Leciałem samolotem nazwany imieniem Puszkina, wraz z ponad 400 innymi pasażerami, nad Kanadą, Grenlandią, Islandią, pięknymi górami Norwegii i Szwecji, doskonale widocznymi poniżej, wielką przestrzenią Estonii i Rosji oraz podmiejskimi domami z sosny lasy zbliżają się do Moskwy — największego miasta, w jakim kiedykolwiek byłem, z ponad 20-krotnie większą populacją niż Waszyngton
Jak dotąd znalazłem miasto pełne ludzi pragnących wyrazić swoją miłość do Stanów Zjednoczonych i ich mieszkańców.
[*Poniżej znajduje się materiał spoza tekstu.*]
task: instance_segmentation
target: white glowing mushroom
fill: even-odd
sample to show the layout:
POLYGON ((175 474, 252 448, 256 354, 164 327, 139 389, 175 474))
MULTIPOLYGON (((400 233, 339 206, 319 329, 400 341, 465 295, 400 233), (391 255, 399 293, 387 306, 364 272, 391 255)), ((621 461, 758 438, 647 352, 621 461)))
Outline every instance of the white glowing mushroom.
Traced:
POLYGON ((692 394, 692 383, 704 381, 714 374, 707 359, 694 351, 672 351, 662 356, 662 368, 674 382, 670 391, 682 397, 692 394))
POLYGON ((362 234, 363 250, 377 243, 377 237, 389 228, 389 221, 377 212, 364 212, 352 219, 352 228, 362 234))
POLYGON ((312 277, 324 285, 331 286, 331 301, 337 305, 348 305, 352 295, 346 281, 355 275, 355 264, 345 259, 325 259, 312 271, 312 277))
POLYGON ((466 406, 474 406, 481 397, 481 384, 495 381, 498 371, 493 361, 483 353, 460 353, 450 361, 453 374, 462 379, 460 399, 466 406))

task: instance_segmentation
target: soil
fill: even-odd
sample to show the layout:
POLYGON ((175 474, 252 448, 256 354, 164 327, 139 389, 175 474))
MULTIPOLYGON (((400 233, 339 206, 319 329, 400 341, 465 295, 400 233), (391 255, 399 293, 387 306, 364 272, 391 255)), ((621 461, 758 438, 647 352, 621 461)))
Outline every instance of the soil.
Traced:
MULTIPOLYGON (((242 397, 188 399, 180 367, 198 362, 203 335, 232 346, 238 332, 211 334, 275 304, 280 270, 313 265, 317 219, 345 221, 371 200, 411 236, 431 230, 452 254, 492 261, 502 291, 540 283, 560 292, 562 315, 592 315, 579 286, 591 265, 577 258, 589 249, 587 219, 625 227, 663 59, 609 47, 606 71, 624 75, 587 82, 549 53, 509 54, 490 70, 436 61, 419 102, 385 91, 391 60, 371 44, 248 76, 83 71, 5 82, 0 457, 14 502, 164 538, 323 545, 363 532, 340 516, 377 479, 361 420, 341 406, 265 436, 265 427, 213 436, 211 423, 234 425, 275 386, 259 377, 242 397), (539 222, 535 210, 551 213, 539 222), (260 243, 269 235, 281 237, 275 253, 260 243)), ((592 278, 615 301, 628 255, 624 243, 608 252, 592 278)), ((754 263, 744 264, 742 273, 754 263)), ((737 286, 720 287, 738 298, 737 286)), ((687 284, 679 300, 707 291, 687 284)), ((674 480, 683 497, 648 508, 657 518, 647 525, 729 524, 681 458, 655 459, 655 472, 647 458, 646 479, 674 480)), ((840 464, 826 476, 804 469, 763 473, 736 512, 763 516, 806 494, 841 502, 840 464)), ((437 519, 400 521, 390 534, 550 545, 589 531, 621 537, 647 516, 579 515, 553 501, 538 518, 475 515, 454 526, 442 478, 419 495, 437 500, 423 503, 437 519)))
Moskwa jest bezpiecznym, czystym, pięknym miastem nieuzbrojonej policji, darmowego Wi-Fi w szybkich pociągach, korków z błyszczącymi nowymi samochodami, wszędzie nowych budowli i poczucia w imieniu co najmniej wielu ludzi, że więcej się poprawia niż pogarsza — pojęcie, które nie było powszechnie spotykane w domu przez kilka dziesięcioleci. Do Rosji wraca więcej emigrantów i zostaje więcej młodych ludzi. Wielu ma pretensje, ale ambasada kanadyjska nie jest przepełniona po wyborach.
Wielu mówi po angielsku i chętnie pomoże Ci w nauce rosyjskiego. Na wycieczka stacji metra, jak i naziemnych, wszędzie widać starania o zapamiętanie dobrych i złych stron każdego okresu rosyjskiej (i sowieckiej) historii. Zobaczysz pomniki każdego rodzaju pracowników: architektów, rolników, geografów i wszystkich innych zawodów, którym rzadko dziękuje się za służbę w domu. Zobaczysz pomniki pokoju (to samo słowo co świat) obok pomników klęski wielu najeźdźców na przestrzeni wieków, przede wszystkim nazistów.
Nawet główne święto Dnia Zwycięstwa, które właśnie minęło 9 maja, bardziej przypomina stary Dzień Rozejmu w USA niż obecny Dzień Weteranów. Ludzie maszerują z portretami poległych na wojnie, a nie popierają coraz więcej wojen na całym świecie.
Moskwa żyje do późna w nocy. Możesz wezwać samochód uber na smartfonie, dla którego restauracje (a wątpię, czy jest lepszy niż ten) da ci ładowarkę. A najtrudniejsze do znalezienia jest niechęć, nawet wobec tego, że Stany Zjednoczone otwarcie przypisują sobie zasługi za narzucenie Rosji własnego Donalda Trumpa w osobie Borysa Jelcyna.
Odpowiedzi 2
Ludzie na całym świecie chcą być bezpieczni i szczęśliwi
Pokój jest prosty – jest kilka zasad – szanuj innych i dbaj o swoją rodzinę i ludzi w wielkiej potrzebie
Wojna to choroba
Teatr działań, Departament Obrony, Ofiary wojny i wiele słów używanych do opisania zabijania ludzi dla zysku to jedne z problemów, które musimy przezwyciężyć.
Zagrożeni są rdzenni narody, obrońcy wody, klimatolodzy i ekolodzy.
Dominacja nie jest trwałą strategią
Dać szansę pokojowi …
Bardzo fajny i bardzo prawdziwy komentarz.